The patient should be given simple commands such as, ‘Touch your chin to your chest,’ ‘Look up to the sky,’ etc. By placing one hand on the head or chest, the examiner can also provide proprioceptive cues to guide the patient through his active motion (Fig. 48.1). In this way the unrehearsed patient is easily able to perform the requested active range of motion with confidence, and without the need for the examiner to demonstrate the required maneuver.

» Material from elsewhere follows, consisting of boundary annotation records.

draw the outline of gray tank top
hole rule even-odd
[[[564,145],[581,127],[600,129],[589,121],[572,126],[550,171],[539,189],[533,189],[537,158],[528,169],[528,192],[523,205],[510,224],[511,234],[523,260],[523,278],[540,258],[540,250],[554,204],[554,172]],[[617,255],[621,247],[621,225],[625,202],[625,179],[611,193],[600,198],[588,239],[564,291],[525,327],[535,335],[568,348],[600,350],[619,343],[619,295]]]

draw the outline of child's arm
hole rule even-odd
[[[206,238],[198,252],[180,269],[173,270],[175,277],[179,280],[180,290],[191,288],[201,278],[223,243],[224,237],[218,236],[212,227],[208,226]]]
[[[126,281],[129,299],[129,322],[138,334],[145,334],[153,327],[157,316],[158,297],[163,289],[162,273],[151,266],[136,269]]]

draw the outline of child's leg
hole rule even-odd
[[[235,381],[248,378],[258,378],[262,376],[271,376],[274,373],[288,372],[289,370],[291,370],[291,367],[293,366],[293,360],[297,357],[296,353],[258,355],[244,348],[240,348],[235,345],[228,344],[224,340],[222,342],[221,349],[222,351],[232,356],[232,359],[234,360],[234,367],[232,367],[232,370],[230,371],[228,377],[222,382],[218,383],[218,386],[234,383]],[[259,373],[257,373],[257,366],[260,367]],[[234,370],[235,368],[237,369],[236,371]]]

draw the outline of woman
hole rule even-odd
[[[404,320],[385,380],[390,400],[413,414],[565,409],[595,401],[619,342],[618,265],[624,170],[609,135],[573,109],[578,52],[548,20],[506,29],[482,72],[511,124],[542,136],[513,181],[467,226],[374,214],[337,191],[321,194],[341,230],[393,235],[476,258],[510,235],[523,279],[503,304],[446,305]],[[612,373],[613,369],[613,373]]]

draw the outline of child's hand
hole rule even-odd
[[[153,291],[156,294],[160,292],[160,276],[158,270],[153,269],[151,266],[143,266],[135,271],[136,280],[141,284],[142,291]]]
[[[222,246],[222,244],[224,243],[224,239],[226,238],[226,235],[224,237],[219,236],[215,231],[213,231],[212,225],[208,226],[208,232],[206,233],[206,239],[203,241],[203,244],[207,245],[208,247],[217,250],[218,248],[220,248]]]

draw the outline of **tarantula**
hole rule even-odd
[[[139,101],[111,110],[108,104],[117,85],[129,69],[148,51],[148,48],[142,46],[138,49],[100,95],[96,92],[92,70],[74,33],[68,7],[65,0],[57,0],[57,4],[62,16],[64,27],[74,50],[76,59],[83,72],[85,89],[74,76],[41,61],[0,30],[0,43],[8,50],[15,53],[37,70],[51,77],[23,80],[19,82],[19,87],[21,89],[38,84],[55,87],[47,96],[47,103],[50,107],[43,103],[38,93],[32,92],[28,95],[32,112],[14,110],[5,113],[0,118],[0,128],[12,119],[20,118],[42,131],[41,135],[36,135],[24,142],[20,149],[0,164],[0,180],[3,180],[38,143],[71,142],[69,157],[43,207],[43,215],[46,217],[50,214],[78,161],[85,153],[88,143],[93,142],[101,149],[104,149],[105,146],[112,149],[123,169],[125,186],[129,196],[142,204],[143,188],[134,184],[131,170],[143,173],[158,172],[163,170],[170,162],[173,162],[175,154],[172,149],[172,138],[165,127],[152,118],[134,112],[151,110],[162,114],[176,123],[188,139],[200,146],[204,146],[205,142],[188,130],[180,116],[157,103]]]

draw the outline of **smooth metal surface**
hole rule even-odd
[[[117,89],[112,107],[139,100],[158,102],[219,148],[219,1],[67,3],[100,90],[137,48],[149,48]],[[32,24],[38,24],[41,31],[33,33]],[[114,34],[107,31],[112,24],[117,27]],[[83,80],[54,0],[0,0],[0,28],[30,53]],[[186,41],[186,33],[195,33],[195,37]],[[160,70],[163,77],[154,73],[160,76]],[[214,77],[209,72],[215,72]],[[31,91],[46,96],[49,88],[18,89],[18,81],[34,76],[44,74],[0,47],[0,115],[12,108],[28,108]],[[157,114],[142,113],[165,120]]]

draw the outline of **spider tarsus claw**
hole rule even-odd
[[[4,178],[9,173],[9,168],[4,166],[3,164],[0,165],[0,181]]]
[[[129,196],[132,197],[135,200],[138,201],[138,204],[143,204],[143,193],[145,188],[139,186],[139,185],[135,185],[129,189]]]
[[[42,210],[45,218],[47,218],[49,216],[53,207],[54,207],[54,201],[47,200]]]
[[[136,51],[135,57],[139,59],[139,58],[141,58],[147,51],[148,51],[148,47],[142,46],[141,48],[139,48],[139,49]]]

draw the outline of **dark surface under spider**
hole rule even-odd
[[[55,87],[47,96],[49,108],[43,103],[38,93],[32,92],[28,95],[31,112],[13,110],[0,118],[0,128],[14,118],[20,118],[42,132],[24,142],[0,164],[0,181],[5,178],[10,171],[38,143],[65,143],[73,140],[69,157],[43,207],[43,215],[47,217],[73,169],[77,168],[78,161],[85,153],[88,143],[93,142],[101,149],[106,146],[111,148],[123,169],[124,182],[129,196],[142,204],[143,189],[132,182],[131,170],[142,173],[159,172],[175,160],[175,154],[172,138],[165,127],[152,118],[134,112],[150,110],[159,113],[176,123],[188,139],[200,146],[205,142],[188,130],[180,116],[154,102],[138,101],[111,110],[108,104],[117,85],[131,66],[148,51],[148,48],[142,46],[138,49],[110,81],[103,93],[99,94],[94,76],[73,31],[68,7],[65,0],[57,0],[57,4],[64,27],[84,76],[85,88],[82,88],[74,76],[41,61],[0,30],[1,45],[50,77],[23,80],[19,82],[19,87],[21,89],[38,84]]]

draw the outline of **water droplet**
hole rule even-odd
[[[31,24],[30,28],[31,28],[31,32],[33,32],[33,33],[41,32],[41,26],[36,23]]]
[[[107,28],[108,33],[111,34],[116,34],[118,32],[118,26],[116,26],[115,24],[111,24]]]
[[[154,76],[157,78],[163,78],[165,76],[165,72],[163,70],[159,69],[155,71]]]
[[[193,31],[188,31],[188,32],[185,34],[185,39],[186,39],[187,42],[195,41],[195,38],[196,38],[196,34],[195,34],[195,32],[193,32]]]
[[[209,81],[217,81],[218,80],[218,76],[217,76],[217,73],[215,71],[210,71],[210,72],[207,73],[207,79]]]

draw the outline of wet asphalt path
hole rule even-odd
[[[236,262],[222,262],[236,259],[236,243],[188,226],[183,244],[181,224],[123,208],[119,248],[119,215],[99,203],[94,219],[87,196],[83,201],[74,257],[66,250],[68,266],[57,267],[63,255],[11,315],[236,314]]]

Notwithstanding the controversies regarding quantitative spinal range of motion mentioned previously, there is a wide range of published values that are considered ‘normal’ for cervical range of motion. The valid quantification of cervical range of motion demands that the examiner be able to isolate cervical motion from that occurring below. In addition, since the aggregate motion observed is as a result of the sum of spinal segmental motion, it is difficult to determine, especially by manual techniques, whether a particular segment or segments are the source of the limitation.

With this in mind, certain parameters can be applied to the evaluation of cervical range of motion to depict the normal population.

Cervical flexion is limited by contact of the chin upon the chest. Generally, up to two finger-widths between the chin and chest with a closed mouth is considered full. This may also be envisioned by the arc formed by a point at the vertex with a maximum range of 90°. Extension is limited by the approximation of the posterior zygapophyseal joints. A point on the vertex may pass approximately 70° in extension.